You don't use ipnat with ipfw. ipnat is part of IPFilter.
The bare minimum rules you need for NAT to work are:
Code:
#!/bin/sh
natd -same_ports -use_sockets -dynamic -interface rl0
ipfw add divert natd ip from any to me in recv rl0
ipfw add allow ip from any to <privatesubnet> in recv rl0
ipfw add allow ip from any to <privatesubnet> out xmit rl1
ipfw add allow ip from <privatesubnet> to any in recv rl1
ipfw add divert natd ip from <privatesubnet> to any out xmit rl0
ipfw add allow ip from me to any out xmit rl0
The natd command-line will use the IP of the rl0 interface, and the
dynamic keyword will make sure that the process is always current, in case the IP changes.
The keyword
natd gets translated to the default natd port of 8668. If you use a different port in the natd command (-port <whatever>), then you put that number into the ipfw divert rule.
The keyword
me gets dynamically translated to "any IP that I am currently listening on", so that if the IP of the public interface changes (due to dhclient updates) the rules will continue to work.

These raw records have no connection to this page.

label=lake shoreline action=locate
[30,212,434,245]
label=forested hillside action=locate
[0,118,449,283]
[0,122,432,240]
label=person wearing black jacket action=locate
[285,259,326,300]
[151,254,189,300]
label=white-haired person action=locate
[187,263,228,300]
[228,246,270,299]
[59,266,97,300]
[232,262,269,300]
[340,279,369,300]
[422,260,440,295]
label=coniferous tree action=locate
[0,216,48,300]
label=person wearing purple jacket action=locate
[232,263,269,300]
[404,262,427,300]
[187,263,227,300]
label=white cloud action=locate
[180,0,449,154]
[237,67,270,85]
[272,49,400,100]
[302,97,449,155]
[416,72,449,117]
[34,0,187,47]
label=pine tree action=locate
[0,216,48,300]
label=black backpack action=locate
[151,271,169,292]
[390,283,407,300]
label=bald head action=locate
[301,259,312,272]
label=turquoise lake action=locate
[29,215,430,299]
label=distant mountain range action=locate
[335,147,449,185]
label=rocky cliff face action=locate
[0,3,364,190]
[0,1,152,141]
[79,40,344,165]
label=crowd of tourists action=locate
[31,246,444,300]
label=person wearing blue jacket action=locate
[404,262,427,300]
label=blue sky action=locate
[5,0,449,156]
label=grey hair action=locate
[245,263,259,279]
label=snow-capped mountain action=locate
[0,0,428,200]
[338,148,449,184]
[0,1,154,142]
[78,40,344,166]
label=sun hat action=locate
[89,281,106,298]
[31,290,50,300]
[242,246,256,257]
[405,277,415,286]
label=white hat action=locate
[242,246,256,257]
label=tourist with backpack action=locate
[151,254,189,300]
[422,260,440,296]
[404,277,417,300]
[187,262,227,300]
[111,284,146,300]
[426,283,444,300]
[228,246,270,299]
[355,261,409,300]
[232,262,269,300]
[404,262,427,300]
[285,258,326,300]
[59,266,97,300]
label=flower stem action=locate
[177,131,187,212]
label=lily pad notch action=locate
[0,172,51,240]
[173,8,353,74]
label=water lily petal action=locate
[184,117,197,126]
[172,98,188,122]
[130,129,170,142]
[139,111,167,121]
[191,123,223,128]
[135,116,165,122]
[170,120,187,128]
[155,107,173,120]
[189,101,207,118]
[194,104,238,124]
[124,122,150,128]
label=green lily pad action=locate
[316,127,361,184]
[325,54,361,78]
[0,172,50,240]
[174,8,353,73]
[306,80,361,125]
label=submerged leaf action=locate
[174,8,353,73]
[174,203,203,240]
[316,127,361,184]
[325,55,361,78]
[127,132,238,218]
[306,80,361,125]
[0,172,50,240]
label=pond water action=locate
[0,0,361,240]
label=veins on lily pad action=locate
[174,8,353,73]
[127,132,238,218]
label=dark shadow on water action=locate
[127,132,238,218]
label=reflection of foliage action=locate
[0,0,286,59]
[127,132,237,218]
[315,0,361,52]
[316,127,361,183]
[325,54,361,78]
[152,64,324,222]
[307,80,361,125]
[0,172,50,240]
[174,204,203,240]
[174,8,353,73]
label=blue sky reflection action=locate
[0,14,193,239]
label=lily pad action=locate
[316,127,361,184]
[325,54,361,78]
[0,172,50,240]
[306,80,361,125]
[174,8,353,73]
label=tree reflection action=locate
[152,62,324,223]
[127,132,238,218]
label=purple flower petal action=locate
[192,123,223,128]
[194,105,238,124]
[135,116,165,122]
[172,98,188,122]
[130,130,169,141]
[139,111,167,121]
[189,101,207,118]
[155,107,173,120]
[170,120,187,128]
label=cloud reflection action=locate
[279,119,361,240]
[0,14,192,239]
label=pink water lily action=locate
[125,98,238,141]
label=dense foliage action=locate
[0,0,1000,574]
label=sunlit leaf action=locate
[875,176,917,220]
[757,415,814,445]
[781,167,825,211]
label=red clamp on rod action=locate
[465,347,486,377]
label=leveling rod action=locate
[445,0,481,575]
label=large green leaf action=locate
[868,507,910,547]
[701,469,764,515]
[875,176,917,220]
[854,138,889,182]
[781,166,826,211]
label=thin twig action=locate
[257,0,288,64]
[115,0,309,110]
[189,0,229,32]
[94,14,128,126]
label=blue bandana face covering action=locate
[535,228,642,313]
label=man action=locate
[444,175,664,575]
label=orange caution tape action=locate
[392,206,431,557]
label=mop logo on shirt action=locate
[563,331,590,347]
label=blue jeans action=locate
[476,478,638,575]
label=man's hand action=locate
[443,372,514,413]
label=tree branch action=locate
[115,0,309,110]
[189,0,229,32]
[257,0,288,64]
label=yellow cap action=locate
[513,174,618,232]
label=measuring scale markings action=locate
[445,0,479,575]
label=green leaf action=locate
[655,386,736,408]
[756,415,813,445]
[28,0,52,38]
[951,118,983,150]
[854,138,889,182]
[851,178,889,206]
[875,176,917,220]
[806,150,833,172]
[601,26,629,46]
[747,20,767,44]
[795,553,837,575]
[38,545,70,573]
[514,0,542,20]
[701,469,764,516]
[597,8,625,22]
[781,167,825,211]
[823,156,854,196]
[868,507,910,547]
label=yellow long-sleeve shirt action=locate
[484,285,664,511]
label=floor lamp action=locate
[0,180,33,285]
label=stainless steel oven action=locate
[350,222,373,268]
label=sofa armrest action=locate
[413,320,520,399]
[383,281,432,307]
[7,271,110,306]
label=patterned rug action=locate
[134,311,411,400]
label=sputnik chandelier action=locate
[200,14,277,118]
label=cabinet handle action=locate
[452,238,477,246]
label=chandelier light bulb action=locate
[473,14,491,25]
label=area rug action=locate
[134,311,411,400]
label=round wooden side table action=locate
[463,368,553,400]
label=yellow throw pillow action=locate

The rules above can be simplified, but I find making the rules as exact and specific as possible, with separate rules for traffic coming in (in public, out private NIC) and going out (in private, out public NIC) makes it easier to understand what's going on as the packets go through the firewall.
Oh, and I don't use /etc/rc.conf to enable/configure the firewall rules. I find it a lot easier to write custom scripts that take care of everything natd/ipfw related. You can point the firewall_script option in rc.conf to the custom script, or write a custom rc.d wrapper for it (which is what we do).